Tuah sendiri diartikan dengan untung, sakti, keramat, berkah (pengaruh) yang mendatangkan keselamatan, kebahagiaan, dsb, keunggulan, gengsi, kemasyhuran, kata Poerwadarminta dalam Kamus Besar Bahasa Indonesia (KBBI)(1993, 1090-1091), yang nir  tentang pemahaman keagamaan itu.

Dalam konteks Islam yang menjadi anutan dan keyakinan mayoriti warga negara Indonesia masalah-masalah semacam ini sudah ada pedoman dan arahnya. Demikian juga dengan masyarakat modern dan pembelajar (kaum intelektual) hal-hal seperti ini selalu dhitung dengan cara berfikir Sunnatullah (nature of law). 

Sehingga dalam alam modern seperti sekarang ini agak aneh memang di Indonesia di mana masyarakatnya bahkan elitenya masih ke Gunung Kawi dikaitkan dengan urusan Pilpres, Pilkada, naik pangkat, penglaris dagangan dan seterusnya.
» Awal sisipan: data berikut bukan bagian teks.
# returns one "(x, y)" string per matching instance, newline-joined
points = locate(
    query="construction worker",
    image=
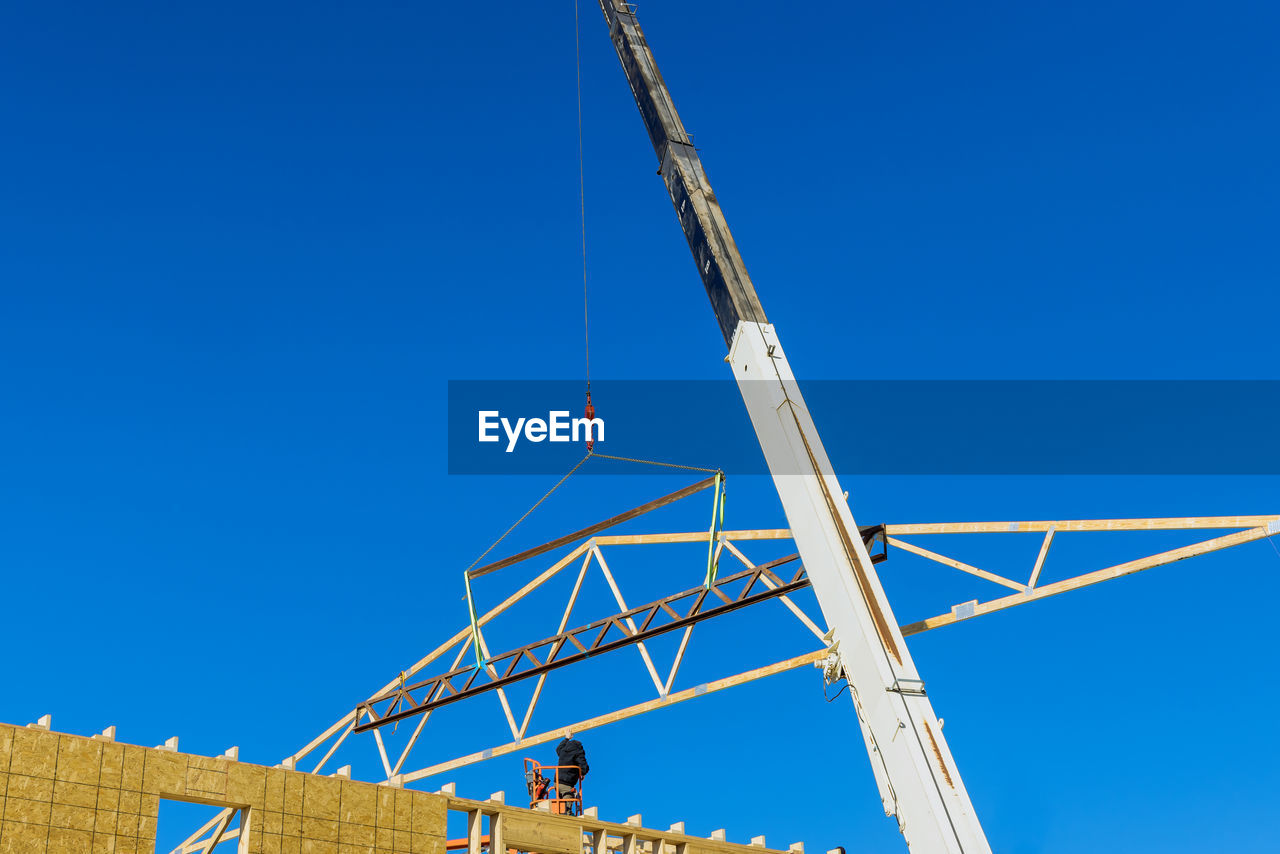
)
(570, 753)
Yah seperti itulah antara percaya dan tidak percaya kehidupan Masyarakat Indonesia modern sekarang ini.

Tulisan ini mencoba mencari akar masalahnya mengapa ampe sekarang pesan pendiri Muhammadiyah, KH. Ahmad Dahlan (w. 1923), dan Pendiri Nahdhatul Ulama KH. M. Hasyim Asy’ari (w. 1947), selain dorongan tokoh spiritual Iran supaya umat Islam bersatu belum terwujud dalam dunia politik dan ekonomi di bumi Pertiwi yang tercinta ini. Bukankah kehancuran, kekalahan dan kegagalan umat Islam berawal dari berkonflik internal sesama mereka bisa karena faktor arogansi dan bisa juga karena faktor kelemahan elitenya.

Harapan Chairul Tanjung

Ungkapan tuah ini disampaikan Chaerul Tanjung  (CT) seoarang Taipan Muslim yang cukup terpandang dijagad nasional, ketika memberi testimoni pada peringatan ulang tahun Dr. Buya  Anwar Abbas, MM, M.Ag usia yang ke-70 tahun sekaligus louching tiga buku yang diterbitkan “Suara Muhammadiyah” yaitu “Biografi Buya Anwar Abbas”, lalu “ Respon Anak Kampung Untuk Umat, Bangsa, dan Dunia”. Dan terakhir adalah sebuah memories berjudul “Tuhan Tidak Tidur” yang diinisiasi sebuah team diketuai Prof. Sudarnoto Abdul Hakim dengan para anggotanya adalah Saidun Derani, Dr. M. Farid Hamzen, dan Dr. Affrizon Safri, M. Si. Sayang penerbit terlupakan mencantumkan team ini yang sudah bekerja sejak 15 Februari 2024 sampai dengan 15 Februari 2025 bertempat di Aula Cendikia Universitas Muhammadiyah Jakarta (UMJ), Sabtu, 15 Februari 2025. Manusiawi saja karena manusia adalah tempat lupa dan kekhilafan.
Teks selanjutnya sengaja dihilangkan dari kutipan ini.